Mortgage Deferral Warnings

mortgage deferral cliff

The Mortgage Report – June 12

  • Deferrals Appearing on Credit Reports: Credit bureaus are alerting lenders when you’ve requested a payment deferral. If you’ve deferred your mortgage, Equifax says you should see one or both of these statements in the comments section of your credit report:

    Deferred Payment
    Affected by Natural or Declared Disaster

    Mortgage deferrals aren’t supposed to hurt people’s credit scores but when a mainstream lender sees you’ve had a deferral, it’s nonetheless a red flag. The lender may:
    • Scrutinize your income/employment more closely
    • Ask for more documentation
    • Decline you if you have borderline qualifications, particularly if you’re employed in a higher-risk industry.

      Be prepared:
      • Always disclose you’ve had a deferral when applying. Lenders don’t like surprises
      • Have a good explanation ready for why you needed a deferral and why your job is now stable long term
      • Make sure you can prove your income and employment are back to normal
        • If you’re salaried, you’ll need a pay stub from the last few weeks
        • If you’re self-employed, prove with receipts or contracts that you’re generating business again, and back it up with bank statements
        • If you’re commissioned, a current commission statement and bank statements help
      • Don’t bother applying with a mainstream lender unless you’ve resumed making your mortgage payments.
  • How COVID Changed Homebuying: covers new stats on this from OREA.
  • Stress Test End-Around: Can’t pass your bank’s mortgage stress test? There are multiple institutional lenders now advertising “less stress” mortgages where you don’t have to. You only have to prove you can afford a payment based on your actual mortgage rate. These lenders can offer this flexibility because they’re not federally regulated. Rates for such products start at roughly 3.49%, more than a point above the best available uninsured rates. That surcharge buys you more purchasing power. A household making $80,000 a year can get approved for roughly 15% more home (about $73,000 more buying power). One downside is the interest cost. A five-year rate of 3.49% vs. 2.49% costs you $18,729 more interest over 60 months on the average-priced ($488,203) home, assuming a 30-year amortization. That may sound like too high a price to pay until you factor in home price appreciation. If your home appreciates at the current 1.8% rate of annual core inflation, that’s a $45,549 gain over five years on the average priced home, two-and-a-half times the extra interest expense. To qualify for one of these “less stress” mortgages, you’ll need strong credit, fully provable income and 20%+ equity.
  • Quotable: “Recent Bank of Canada analysis suggested expiry of deferrals and income-support programs later this year—when the labour market still hasn’t fully healed from the COVID-19 shock—will push mortgage arrears higher in early 2021.”—RBC Economics


  • LS says:

    Could you explain more how these stress test exceptions are possible? I thought OSFI B-20 applies to everyone regardless of insured/uninsured. How are the lenders able to bypass?

    • The Spy says:

      Hi LS, The lenders offering these uninsured products are not directly regulated by OSFI, and these deals are only a small part of their business. Hence, they’re free to qualify borrowers at the contract rate if they can find unregulated capital to fund them.

  • Broker says:

    In a popular housing market that is under supplied, that 1.8% could easily be more than double, 3.6%. Someone waiting 5 years to get their debt ratios below OSFI limits could be leaving $100K of price appreciation on the table.

    • The Spy says:

      Hey Broker, We purposely tried to be conservative on that appreciation number given the price risk in the market. It could obviously average less than 1.8% over five years as well.

  • David says:

    It’s possible because they aren’t regulated and don’t take deposits.

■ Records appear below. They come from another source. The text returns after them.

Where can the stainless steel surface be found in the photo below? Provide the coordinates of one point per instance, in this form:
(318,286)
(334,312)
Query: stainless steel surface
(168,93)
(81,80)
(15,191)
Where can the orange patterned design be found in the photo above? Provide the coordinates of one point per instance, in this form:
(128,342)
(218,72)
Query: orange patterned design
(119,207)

What I don’t fully understand is how these less stressed loans are funded. They aren’t securitized to my knowledge. Are institutional investors buying them and keeping on balance sheet? How much actual funding capacity is there in this crisis environment? Spy can you fill in the gaps?

    • The Spy says:

      Hi David, I’m aware of one lender (a monoline) that qualifies borrowers at the contract rate and sells those mortgages to an investor. Not sure what the investor does with them thereafter. Another credit union I know of just keeps them on its balance sheet. There’s plenty of supply for this type of financing but not as much demand as one may think. For one thing, most consumers don’t know about and/or understand these products. For another, the percentage of people with non-OSFI compliant debt ratios, who are willing and able to buy a home, is relatively small to begin with.

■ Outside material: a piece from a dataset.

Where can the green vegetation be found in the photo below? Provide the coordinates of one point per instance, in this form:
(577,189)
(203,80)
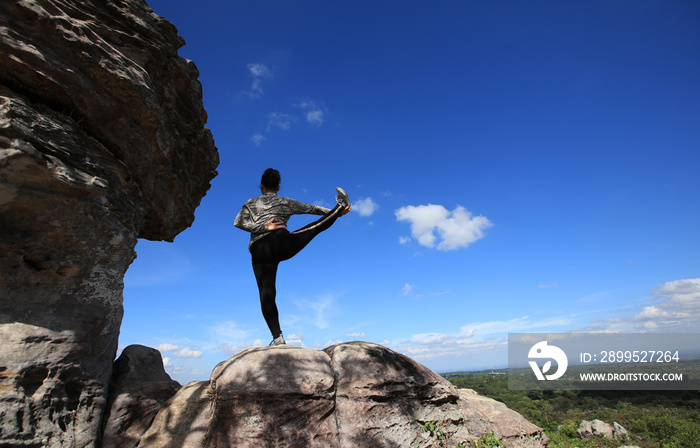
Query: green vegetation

  • please register me for your news letter

  • Truth Serum says:

    Can you personally guarantee that the subject property will appreciate as stated ?

    Of course you cannot.


  • Vince says:

    Real estate in some Canadian markets has averaged over 5% a year, for twenty years. That probably can’t be sustained but I think we have to assume it will at least keep pace with inflation over 5-10 years.